“I am not one of your soldiers. This is my life, mine! And you are no longer welcome in it. You or Mom. I am blocking you both. I won’t see your calls. I will not open any letters you send. If you show up here, I will call the police. You feel me now, Major General?”
My hand covers my mouth, my eyes go wide. I can’t believe I just said that to him, I don’t know where it came from. I didn’t know I had it in me. I am so grateful he can’t see me because I am shaking like a leaf, despite the gangster words my lying mouth spews forward.
“Emily!”
I say nothing, and he shouts my name again.
“Goodbye, Dad.”
I disconnect the call, and I block him.
I block my mother.
I don’t block Cole.
My traitorous fingers won’t physically push the buttons, and I hate myself that I can’t do it. My fingers grip the cell phone until I think I might crack the screen, and then I scream and spike it into the carpet.
Cole may have been able to flex his shoulders and take a deep breath after twenty-four hours of wallowing, shrug it all off at the final hour.

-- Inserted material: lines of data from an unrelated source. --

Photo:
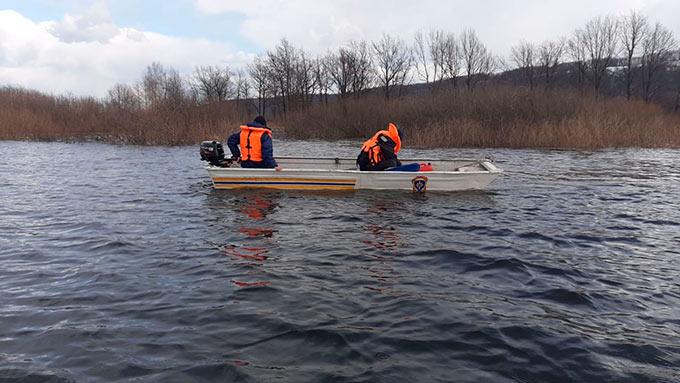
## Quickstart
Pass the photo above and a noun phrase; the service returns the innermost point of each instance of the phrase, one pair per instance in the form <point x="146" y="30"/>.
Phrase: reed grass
<point x="494" y="116"/>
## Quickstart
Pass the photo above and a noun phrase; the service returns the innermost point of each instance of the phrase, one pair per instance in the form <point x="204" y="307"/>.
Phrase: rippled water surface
<point x="121" y="263"/>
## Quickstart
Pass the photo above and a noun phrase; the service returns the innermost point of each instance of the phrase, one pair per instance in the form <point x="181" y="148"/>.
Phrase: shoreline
<point x="90" y="140"/>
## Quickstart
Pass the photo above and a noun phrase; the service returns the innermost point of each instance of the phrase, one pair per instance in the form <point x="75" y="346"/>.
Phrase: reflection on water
<point x="565" y="270"/>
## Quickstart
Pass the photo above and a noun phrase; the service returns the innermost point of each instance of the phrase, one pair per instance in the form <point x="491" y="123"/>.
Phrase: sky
<point x="85" y="47"/>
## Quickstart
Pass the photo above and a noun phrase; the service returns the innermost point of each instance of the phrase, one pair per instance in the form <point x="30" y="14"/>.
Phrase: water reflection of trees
<point x="245" y="216"/>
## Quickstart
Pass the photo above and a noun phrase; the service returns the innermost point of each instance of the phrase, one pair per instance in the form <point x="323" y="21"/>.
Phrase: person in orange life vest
<point x="256" y="146"/>
<point x="380" y="151"/>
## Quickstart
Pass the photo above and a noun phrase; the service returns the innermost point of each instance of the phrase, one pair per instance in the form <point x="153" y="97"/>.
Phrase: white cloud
<point x="93" y="25"/>
<point x="319" y="24"/>
<point x="86" y="54"/>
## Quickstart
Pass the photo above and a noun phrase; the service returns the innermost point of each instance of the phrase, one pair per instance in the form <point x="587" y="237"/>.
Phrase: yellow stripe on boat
<point x="258" y="179"/>
<point x="285" y="187"/>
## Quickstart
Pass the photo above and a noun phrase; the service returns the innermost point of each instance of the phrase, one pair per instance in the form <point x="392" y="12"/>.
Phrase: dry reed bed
<point x="497" y="116"/>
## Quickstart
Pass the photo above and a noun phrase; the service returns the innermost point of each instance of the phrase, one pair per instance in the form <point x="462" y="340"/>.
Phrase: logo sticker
<point x="419" y="184"/>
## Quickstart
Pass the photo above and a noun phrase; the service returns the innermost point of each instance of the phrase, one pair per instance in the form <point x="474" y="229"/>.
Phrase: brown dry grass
<point x="497" y="116"/>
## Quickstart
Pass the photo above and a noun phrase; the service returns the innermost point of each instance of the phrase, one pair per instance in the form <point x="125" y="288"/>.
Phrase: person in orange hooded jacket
<point x="380" y="151"/>
<point x="256" y="146"/>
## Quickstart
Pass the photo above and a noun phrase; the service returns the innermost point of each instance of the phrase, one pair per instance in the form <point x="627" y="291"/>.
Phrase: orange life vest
<point x="251" y="142"/>
<point x="373" y="149"/>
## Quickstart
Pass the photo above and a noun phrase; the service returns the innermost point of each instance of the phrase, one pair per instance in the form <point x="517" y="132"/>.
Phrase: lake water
<point x="121" y="263"/>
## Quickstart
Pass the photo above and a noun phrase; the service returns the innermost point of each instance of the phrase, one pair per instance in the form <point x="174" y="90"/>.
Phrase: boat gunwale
<point x="345" y="171"/>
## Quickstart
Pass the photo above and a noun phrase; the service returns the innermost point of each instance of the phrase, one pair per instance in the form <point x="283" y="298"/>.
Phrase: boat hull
<point x="335" y="175"/>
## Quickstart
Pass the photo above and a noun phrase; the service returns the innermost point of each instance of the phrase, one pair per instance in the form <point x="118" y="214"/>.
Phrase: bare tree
<point x="657" y="48"/>
<point x="122" y="96"/>
<point x="550" y="54"/>
<point x="361" y="67"/>
<point x="261" y="79"/>
<point x="323" y="77"/>
<point x="451" y="58"/>
<point x="598" y="44"/>
<point x="477" y="60"/>
<point x="174" y="89"/>
<point x="340" y="71"/>
<point x="241" y="85"/>
<point x="281" y="66"/>
<point x="393" y="61"/>
<point x="633" y="31"/>
<point x="152" y="84"/>
<point x="429" y="52"/>
<point x="422" y="57"/>
<point x="304" y="78"/>
<point x="524" y="58"/>
<point x="212" y="83"/>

But for me? Hour twenty-five brings only rage, anger, and an unbridled sense of betrayal.
Twenty Seven
Suzuka Circuit, Japan
Cole
“I can’t tell you how glad I am to have you back, man,” I clap Edmund on the back and take a seat on the outdoor loveseat atop our motorhome in Japan. Liam and Dante are both here, too, welcoming Edmund back to his first race since he took leave.
“Well, after Singapore, it was clear I’m still needed here,” he laughs.

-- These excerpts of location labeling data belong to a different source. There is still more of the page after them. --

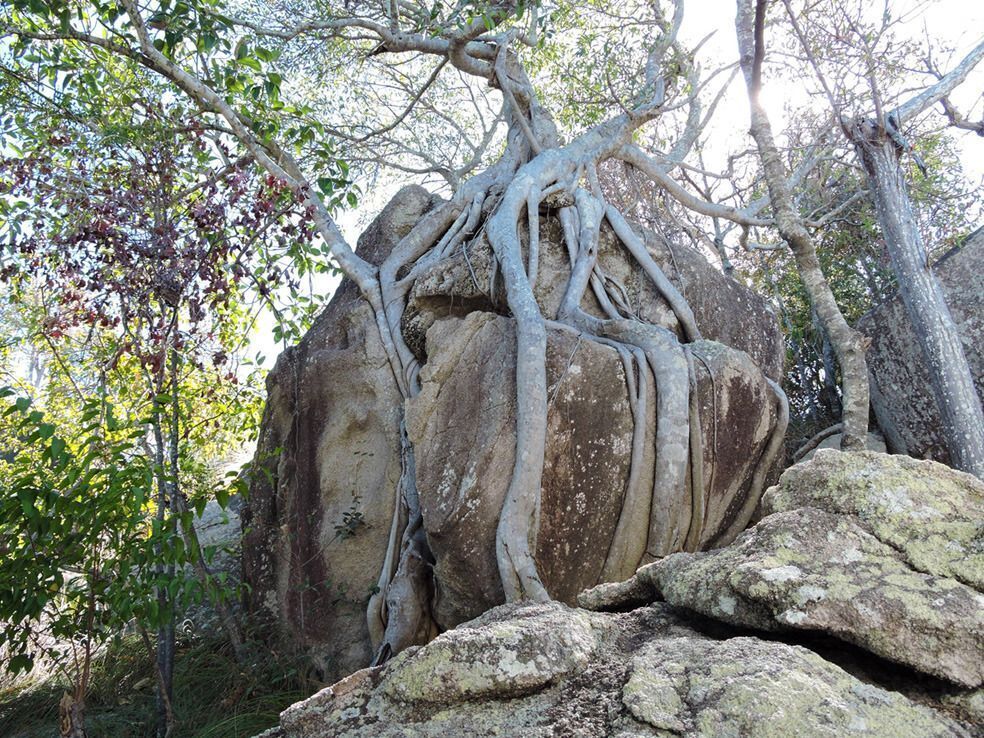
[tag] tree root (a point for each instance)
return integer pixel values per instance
(658, 515)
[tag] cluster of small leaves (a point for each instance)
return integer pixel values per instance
(82, 553)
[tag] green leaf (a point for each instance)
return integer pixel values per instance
(20, 662)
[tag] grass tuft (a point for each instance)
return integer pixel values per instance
(213, 696)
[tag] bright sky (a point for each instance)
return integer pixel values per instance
(959, 23)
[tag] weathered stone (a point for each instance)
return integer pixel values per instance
(726, 311)
(748, 687)
(328, 460)
(931, 514)
(545, 670)
(811, 570)
(465, 440)
(901, 392)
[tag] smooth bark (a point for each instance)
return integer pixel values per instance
(951, 379)
(848, 344)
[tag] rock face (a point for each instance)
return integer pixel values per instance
(328, 459)
(883, 552)
(901, 393)
(852, 608)
(463, 467)
(321, 503)
(546, 670)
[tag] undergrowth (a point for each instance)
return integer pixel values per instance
(213, 696)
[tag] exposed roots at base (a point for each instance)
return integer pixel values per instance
(659, 515)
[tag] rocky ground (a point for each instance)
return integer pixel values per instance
(853, 607)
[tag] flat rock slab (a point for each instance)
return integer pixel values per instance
(548, 670)
(808, 569)
(933, 515)
(885, 552)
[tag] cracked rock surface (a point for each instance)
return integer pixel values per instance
(548, 670)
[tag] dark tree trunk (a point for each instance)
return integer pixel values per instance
(71, 717)
(951, 378)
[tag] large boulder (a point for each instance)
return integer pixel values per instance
(465, 444)
(329, 458)
(546, 670)
(901, 392)
(321, 496)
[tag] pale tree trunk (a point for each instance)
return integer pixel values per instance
(951, 379)
(71, 717)
(848, 345)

He’s lost a bit of weight and looks tired, his complexion is pale, but we’re all beyond thrilled that he had a nasty case of walking pneumonia and not lung cancer.
It’s taking the sting off, just a smidgen, from the fact that Emily isn’t in the garage this weekend. I expected as much, she’s a runner, as much as she wants to believe that I’m the one who does the leaving.
Every argument or fight we had in the past, she’d run. And if she didn’t run, she’d retreat back inside of herself, which was just as bad. I think she figured if she ran away from the situation, she couldn’t possibly be bad at something or fail at it.
I feel Edmund staring at me while I gaze off into the distance. He purses his lips, “I didn’t tell her, but she knows how she got the job. HR told her when she put in for leave.”
I nod. “I know,” I tell him while Dante and Liam sit silent, pretending this isn’t awkward as hell. I’ve dragged them all into our mess, begrudgingly.
Dante showed up unannounced at my apartment, like he’s prone to doing, and saw the state I was in. If I wasn’t drunk out of my mind, I don’t know if I would have ever told him.
But I did, he knows everything.
We’ve been roommates, we’ve grown up from gangly teenagers to men together. We were ignorant jackasses racing karts when we met, and now we’re both accomplished in F1. But it took this for me to spill my guts. The things I kept secret all that time poured out of me that night over bottles of bourbon.
I’m not sure how I feel about it, but I don’t feel ashamed like I thought I would. Maybe Emily broke the seal. I figured, if she didn’t judge me, others wouldn’t, either.
But beyond that, if Emily can accept me for all the baggage I come with, I don’t give a shit what anyone else thinks. As long as I have her, as long as she can love me, to hell with the opinions of others.
I am not Stan, I am not my mother. I am not the byproduct of the two of them, or their combined dysfunctions, crimes, or sins. I know it, and, as angry as I am over the shit Emily said to me, she knows it, too.
She’s hurt.
Horrible words come out of everyone’s mouths from time to time, it doesn’t mean we believe them. Like stubbing your toe against the bedpost late at night, pain lace expletives come out of all our mouths when we’re hurting.
Liam knows less. He figured out something was very wrong when I asked him to resume delivering prepped meals for me. I thought about asking him to take some to Cambridge too, knowing Emily won’t eat when she’s upset, but I didn’t want to land him in jail.